To deploy your pipeline (which runs on Google Compute Engine), ALPN is no longer needed but some additional command line arguments are required:

java -cp target/google-genomics-dataflow*-runnable.jar \
  com.google.cloud.genomics.dataflow.pipelines.VariantSimilarity \
  --project=your-project-id \
  --variantSetId=3049512673186936334 \
  --references=chr17:41196311:41277499 \
  --output=gs://your-bucket/output/test.txt \
  --runner=BlockingDataflowPipelineRunner \
  --project=your-project-id \
  --stagingLocation=gs://your-bucket/staging \
  --numWorkers=1

See the Google Genomics Cookbook for more sample command lines for the various pipelines.

Command Line Options

Use --help to get more information about the command line options. Change the pipeline class name below to match the one you would like to run:

java -cp google-genomics-dataflow*-runnable.jar \
  com.google.cloud.genomics.dataflow.pipelines.VariantSimilarity --help

Code layout

The Main code directory contains several useful utilities:

coders:
includes Coder classes that are useful for Genomics pipelines.
functions:
and its subdirectories contain common DoFns and other serializable function types that can be reused as part of any pipeline. OutputPCoAFile is an example of a complex PTransform that provides a useful common analysis.
model:

pojos for intermediate data types used in the sample pipelines. If you are instead looking for the Reads and Variants java objects:

pipelines:

contains example pipelines which demonstrate how Google Cloud Dataflow can work with Google Genomics

  • VariantSimilarity runs a principal coordinates analysis over a dataset containing variants, and writes a file of graph results that can be easily displayed by Google Sheets.
  • IdentityByState runs IBS over a dataset containing variants.

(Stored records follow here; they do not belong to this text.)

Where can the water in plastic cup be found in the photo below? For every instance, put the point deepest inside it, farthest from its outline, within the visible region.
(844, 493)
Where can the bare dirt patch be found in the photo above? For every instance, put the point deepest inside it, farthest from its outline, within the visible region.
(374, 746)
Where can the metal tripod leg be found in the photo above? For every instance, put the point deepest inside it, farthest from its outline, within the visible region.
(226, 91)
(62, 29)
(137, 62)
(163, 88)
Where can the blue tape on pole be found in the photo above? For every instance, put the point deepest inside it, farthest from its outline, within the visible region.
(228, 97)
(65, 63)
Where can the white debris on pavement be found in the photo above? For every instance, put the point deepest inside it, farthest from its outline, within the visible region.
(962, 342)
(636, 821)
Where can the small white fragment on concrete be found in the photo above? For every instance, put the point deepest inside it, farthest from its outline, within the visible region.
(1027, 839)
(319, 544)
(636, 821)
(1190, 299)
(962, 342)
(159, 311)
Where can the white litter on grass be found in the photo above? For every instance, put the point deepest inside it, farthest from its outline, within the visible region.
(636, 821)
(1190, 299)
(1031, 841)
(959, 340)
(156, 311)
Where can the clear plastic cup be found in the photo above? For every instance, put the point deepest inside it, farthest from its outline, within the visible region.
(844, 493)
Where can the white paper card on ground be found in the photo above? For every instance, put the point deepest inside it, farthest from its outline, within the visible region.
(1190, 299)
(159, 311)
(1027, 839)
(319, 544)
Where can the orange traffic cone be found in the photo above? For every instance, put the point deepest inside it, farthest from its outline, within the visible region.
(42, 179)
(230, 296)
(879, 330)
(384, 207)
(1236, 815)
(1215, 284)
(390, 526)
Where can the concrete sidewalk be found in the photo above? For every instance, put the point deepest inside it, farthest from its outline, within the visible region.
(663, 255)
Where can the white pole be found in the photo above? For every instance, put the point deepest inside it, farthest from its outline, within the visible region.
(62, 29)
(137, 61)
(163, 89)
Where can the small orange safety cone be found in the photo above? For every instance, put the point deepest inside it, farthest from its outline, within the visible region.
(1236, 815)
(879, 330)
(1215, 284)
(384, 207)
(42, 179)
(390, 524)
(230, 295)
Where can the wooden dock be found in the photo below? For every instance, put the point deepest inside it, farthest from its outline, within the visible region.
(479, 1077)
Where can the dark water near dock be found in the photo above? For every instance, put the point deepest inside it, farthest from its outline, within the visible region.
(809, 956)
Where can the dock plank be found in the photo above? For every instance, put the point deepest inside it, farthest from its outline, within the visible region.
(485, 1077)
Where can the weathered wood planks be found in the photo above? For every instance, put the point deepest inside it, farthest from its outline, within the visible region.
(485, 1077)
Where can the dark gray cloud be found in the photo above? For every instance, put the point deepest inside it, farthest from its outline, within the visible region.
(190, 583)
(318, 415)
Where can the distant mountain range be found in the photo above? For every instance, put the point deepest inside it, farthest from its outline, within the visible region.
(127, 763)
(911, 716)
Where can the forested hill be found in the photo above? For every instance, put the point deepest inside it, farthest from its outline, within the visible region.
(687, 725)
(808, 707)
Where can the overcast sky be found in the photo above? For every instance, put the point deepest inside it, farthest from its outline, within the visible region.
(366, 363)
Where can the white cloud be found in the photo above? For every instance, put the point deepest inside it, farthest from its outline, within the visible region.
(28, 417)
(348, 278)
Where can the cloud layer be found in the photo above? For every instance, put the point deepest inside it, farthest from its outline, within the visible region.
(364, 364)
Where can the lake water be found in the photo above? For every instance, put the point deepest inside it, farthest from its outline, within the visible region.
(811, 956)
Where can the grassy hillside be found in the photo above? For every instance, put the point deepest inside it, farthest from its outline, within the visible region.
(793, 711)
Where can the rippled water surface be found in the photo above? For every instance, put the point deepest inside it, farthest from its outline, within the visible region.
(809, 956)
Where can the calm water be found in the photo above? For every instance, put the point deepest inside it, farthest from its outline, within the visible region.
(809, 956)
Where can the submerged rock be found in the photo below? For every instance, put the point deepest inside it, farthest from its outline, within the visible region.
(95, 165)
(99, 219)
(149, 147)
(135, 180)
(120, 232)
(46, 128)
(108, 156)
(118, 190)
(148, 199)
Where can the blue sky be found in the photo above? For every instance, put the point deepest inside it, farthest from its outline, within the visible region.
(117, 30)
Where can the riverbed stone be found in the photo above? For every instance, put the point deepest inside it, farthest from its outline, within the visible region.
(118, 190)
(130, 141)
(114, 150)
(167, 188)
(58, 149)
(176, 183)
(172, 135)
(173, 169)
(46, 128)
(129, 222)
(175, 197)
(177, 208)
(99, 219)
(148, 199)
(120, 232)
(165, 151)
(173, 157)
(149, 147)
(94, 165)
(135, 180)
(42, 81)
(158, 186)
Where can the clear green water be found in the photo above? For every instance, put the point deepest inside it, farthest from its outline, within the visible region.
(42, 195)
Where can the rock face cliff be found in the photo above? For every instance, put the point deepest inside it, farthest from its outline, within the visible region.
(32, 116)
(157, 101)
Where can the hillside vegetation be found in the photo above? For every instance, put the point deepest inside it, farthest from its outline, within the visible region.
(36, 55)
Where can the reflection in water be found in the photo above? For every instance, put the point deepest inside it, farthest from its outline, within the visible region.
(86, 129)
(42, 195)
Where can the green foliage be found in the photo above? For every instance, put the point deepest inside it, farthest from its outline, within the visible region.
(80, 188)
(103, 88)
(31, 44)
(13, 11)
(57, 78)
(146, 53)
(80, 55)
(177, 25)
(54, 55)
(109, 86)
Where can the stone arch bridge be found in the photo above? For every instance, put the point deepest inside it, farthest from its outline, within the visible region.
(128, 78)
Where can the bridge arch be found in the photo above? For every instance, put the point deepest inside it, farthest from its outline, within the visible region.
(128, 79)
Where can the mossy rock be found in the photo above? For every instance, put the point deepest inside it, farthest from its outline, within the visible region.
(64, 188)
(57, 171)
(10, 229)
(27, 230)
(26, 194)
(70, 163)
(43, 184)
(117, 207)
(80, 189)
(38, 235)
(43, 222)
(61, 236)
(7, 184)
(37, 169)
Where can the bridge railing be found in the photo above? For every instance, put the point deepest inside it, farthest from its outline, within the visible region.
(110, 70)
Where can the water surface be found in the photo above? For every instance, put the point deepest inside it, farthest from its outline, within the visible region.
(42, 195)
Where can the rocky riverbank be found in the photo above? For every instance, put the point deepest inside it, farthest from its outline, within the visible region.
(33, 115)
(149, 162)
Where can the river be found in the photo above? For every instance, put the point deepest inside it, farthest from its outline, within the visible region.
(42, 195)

See the results/ibs directory for more information on how to use the pipeline's results.
  • and several others!
readers:
contains functions that perform API calls to read data from the genomics API and also from BAM files in Cloud Storage
writers:
contains functions that perform API calls to write data to BAM files in Cloud Storage
utils:

contains utilities for running dataflow workflows against the genomics API

  • GenomicsOptions.java, ShardOptions and GCSOutputOptions use these classes for your command line options to take advantage of common command line functionality

Maven artifact

This code is also deployed as Maven artifacts through Sonatype, including both a normal jar and a runnable jar containing all dependencies (a fat jar). The utils-java readme has detailed instructions on how to deploy new versions.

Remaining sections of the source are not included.